The China stock rally continued overnight with the H share index up another 5.3%, the Shanghai comp higher by 1.8% and the Hang Seng rallying by 4.5%. We continue to like and own some Macau casino plays and other Asian travel names as a way to take advantage of this reopening. Copper, iron ore and oil are also rallying in response to more evidence of a major policy shift in China that has now become clear.
With respect to oil and the new Russian price caps, with Russia not currently get paid much more than $60 per barrel anyway, I’m not sure if there will be much impact on how much Russia will collect but whenever I see any kind of price controls occur, we have to worry about future supply. We remain bullish on energy stocks.
China H share index
Reflecting still the shutdowns and real estate distress, China’s Caixin November services index capturing the private sector (about 80% of employment in China is with private companies by the way) fell to 46.7 from 48.4 but we can assume this is the bottom. Hong Kong’s PMI fell to 48.7 from 49.3 and hopefully we can say the same thing here.
For Singapore, which has been open and thriving, its PMI fell 1.5 pts m/o/m to 56.2. S&P Global said “Private sector activity continued to expand at a robust pace midway into the final quarter of 2022 but saw the rate of expansion moderate from October’s high. Survey respondents remarked that virus-related disruptions underpinned the slowdown. Indeed, lead times lengthened at a substantial rate in November amid reports of Covid related delays and manpower constraints…While firms were generally hopeful that sales will continue to improve, the average level of optimism fell to a modest one with recession risks, higher GST (goods and services tax) impact on sales and Covid implications reported to have negatively affected sentiment.” The Singapore Straits is one of the few global stock markets that is in the green this year with a 4.6% rally.

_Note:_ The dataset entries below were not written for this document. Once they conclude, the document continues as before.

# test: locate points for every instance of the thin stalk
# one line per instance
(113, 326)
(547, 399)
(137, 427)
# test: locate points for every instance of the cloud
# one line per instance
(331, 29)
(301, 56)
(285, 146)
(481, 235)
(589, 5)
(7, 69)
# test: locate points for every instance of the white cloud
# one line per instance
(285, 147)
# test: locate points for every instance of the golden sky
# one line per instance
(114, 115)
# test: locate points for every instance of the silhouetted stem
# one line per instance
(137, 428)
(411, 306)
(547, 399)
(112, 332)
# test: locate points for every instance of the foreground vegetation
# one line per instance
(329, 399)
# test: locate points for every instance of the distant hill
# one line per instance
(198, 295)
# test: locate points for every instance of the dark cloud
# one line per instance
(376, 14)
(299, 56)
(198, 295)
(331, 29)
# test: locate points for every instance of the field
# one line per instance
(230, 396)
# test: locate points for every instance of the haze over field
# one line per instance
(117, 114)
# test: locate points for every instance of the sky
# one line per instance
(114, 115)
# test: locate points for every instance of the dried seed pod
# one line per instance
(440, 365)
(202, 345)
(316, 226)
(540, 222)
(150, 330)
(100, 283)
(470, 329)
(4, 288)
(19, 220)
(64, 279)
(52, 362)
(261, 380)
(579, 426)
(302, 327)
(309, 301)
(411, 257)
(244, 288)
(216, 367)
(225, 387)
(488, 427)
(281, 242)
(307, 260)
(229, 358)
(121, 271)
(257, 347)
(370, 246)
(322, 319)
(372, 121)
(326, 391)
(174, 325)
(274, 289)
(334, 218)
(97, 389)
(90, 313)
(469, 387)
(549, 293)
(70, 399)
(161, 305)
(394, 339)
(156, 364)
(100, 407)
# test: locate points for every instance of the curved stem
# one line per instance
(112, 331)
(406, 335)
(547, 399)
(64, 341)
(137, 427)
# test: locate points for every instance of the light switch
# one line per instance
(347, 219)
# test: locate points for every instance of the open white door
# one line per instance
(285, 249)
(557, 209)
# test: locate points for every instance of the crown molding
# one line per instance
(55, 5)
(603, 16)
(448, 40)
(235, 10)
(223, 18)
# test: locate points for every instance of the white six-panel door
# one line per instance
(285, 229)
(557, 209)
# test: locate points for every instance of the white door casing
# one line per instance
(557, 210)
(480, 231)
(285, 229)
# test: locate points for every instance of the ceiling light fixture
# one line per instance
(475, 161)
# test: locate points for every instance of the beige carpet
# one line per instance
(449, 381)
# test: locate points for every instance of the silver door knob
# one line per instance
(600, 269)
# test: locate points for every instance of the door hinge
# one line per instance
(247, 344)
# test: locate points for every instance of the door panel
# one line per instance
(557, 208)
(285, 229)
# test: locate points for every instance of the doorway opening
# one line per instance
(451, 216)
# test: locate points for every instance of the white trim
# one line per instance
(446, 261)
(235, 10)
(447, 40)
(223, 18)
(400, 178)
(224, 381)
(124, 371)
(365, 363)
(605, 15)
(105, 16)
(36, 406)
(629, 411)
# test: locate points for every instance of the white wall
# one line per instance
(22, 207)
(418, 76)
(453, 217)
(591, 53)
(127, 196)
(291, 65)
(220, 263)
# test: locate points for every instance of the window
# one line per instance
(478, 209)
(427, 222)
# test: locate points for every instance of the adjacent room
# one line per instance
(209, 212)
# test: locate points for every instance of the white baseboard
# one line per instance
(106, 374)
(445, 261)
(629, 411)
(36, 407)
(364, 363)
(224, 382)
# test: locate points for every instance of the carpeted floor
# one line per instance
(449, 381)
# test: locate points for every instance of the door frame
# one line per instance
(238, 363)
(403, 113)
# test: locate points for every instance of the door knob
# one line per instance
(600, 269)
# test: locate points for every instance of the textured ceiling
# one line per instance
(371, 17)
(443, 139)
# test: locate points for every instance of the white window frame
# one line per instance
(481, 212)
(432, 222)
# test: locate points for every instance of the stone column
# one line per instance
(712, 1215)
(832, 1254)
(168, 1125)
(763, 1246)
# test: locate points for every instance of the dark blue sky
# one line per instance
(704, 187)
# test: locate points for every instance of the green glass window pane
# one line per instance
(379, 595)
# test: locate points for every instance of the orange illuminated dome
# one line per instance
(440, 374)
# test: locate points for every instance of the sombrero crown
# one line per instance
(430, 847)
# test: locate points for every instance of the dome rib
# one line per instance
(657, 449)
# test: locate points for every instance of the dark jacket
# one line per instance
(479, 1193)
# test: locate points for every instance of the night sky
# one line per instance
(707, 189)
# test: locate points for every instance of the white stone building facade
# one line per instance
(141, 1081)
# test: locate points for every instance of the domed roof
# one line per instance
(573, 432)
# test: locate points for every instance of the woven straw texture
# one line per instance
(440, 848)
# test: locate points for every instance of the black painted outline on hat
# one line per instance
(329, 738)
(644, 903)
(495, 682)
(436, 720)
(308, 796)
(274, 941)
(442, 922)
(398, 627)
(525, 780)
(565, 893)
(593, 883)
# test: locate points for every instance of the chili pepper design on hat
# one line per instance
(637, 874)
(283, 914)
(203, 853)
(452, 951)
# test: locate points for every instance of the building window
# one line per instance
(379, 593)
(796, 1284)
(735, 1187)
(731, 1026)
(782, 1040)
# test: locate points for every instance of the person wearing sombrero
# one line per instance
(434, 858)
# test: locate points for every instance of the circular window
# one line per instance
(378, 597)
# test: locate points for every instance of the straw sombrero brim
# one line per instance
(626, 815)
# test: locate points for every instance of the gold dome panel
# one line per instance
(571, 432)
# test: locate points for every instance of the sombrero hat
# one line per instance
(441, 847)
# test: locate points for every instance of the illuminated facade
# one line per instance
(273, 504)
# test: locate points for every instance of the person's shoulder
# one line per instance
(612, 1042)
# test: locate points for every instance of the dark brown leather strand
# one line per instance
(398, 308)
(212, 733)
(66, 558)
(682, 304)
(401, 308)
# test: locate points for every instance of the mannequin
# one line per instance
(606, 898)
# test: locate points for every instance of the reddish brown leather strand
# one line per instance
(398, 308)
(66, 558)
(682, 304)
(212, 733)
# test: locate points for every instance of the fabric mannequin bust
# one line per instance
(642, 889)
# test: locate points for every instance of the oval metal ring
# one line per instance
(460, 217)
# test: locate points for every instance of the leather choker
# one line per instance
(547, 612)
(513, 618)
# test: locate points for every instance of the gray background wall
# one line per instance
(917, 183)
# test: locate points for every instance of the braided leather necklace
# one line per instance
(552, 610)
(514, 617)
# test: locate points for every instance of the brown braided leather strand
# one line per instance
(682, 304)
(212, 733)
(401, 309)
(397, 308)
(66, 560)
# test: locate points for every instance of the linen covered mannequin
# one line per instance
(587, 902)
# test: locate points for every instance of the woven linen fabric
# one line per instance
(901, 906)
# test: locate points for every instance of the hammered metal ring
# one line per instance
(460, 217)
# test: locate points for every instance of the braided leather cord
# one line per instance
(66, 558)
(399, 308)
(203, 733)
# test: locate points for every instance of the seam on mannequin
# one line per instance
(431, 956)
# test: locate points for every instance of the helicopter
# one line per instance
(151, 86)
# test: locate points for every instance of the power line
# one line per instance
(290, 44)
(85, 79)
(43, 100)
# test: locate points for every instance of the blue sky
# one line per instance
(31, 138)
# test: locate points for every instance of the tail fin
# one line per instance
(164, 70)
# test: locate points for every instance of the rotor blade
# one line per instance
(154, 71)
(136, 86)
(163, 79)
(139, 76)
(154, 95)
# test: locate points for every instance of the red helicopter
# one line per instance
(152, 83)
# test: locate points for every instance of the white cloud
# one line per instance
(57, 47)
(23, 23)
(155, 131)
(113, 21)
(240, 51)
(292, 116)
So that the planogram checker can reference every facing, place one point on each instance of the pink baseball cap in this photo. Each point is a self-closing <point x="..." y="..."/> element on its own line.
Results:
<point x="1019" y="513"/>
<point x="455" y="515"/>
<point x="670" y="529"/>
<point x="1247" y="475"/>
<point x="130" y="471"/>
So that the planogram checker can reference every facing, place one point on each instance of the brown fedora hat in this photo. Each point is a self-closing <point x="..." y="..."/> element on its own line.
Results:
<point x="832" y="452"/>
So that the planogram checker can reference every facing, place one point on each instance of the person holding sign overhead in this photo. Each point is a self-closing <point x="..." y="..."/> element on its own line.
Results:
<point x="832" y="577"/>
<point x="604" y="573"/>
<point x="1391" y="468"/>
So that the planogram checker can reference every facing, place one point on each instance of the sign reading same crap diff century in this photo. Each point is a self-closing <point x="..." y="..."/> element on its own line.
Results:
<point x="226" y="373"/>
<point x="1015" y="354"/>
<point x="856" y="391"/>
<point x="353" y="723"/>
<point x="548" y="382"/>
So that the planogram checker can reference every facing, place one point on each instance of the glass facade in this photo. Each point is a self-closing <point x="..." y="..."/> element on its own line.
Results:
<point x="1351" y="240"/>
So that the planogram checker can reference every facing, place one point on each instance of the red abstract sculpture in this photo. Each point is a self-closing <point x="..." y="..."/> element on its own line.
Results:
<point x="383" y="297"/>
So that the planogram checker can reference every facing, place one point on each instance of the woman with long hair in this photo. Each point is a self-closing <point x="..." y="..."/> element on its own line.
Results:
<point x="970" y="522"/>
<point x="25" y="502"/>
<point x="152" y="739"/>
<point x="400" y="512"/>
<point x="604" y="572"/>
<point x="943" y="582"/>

We remain positive.
India has been an economic bright spot too and remains a great long term story. It’s November services PMI rose to 56.4 from 55.1. S&P Global said “Indian service providers continued to reap the benefits of strong domestic demand…Moreover, expectations of demand buoyancy in the medium-term promoted further job creation.” Inflation though remains stubborn as “The overall upturn in input costs was sharp and little changed from October, while output charges rose at the quickest rate in over five years.”
The Eurozone November services PMI was revised a hair to 48.5 from 48.6 seen a few weeks ago. That is though down for a 7th straight month and to the weakest since February 2021 when the Delta variant was raging. S&P Global said “Weak demand conditions were a major factor behind the drop in output in November. Incoming new business receipts fell for a 5th month running, with the pace of decline unchanged from October’s 20-month record.” Inflation stayed very high but less so. “There was another marginal uptick in the level of optimism at service sector companies, although the business outlook remained subdued.”
Finally with the PMI’s, the UK services index was left unrevised at 48.8 and that is unchanged with October’s weakest level since January 2021.” S&P Global cited “cost of living challenges weighing on discretionary spending. Cost pressures showed little signs of abating, with operating expenses again rising sharply, although pricing power was limited to some degree by rising competition and falling sales.” The business outlook did improve “somewhat” though “remains historically subdued.” Instead of tax cuts from Liz Truss who also wanted to stop the corporate rate from going to 25% from 19%, Rishi Sunak is giving the UK more tax increases which will only making it more difficult for their economy to grow in this tough environment.